19% dans l'UE. Au sein de l’UE, la part du soutien aux producteurs dans les recettes agricoles brutes s’est stabilisée autour de 19% depuis 2010, soit 102 milliards de dollars, alors qu’aux États-Unis, cette part représentait 11% des recettes agricoles brutes en 2017-2019 (42 milliards de dollars).
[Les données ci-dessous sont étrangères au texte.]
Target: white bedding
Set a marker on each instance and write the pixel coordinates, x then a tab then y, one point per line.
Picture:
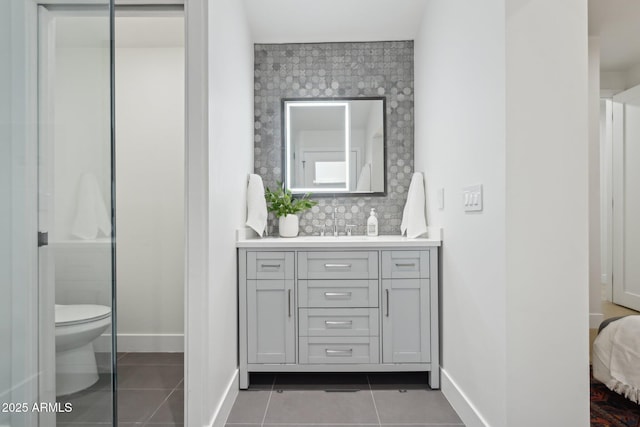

Au Japon, les soutiens aux producteurs atteignent 41% des recettes agricoles brutes quand au Brésil, ils sont passés de 7,6% à 1,7% entre 2000-2002 et 2017-2019.

La plupart des pays consacrent moins de moyens financiers à l’amélioration de la performance à long terme du secteur agricole (recherche-développement, infrastructures, biosécurité), qui s'élève à peine à 106 milliards de dollars, regrette l'OCDE, pour qui ces mesures sont bien plus utiles. Sur la crise du Covid-19, l'organisation constate que beaucoup de pays se sont employés à faciliter les échanges pour préserver les chaînes d’approvisionnement, mais que « certains ont imposé des restrictions commerciales temporaires qui peuvent compromettre l’approvisionnement à brève échéance, mais aussi à plus long terme ».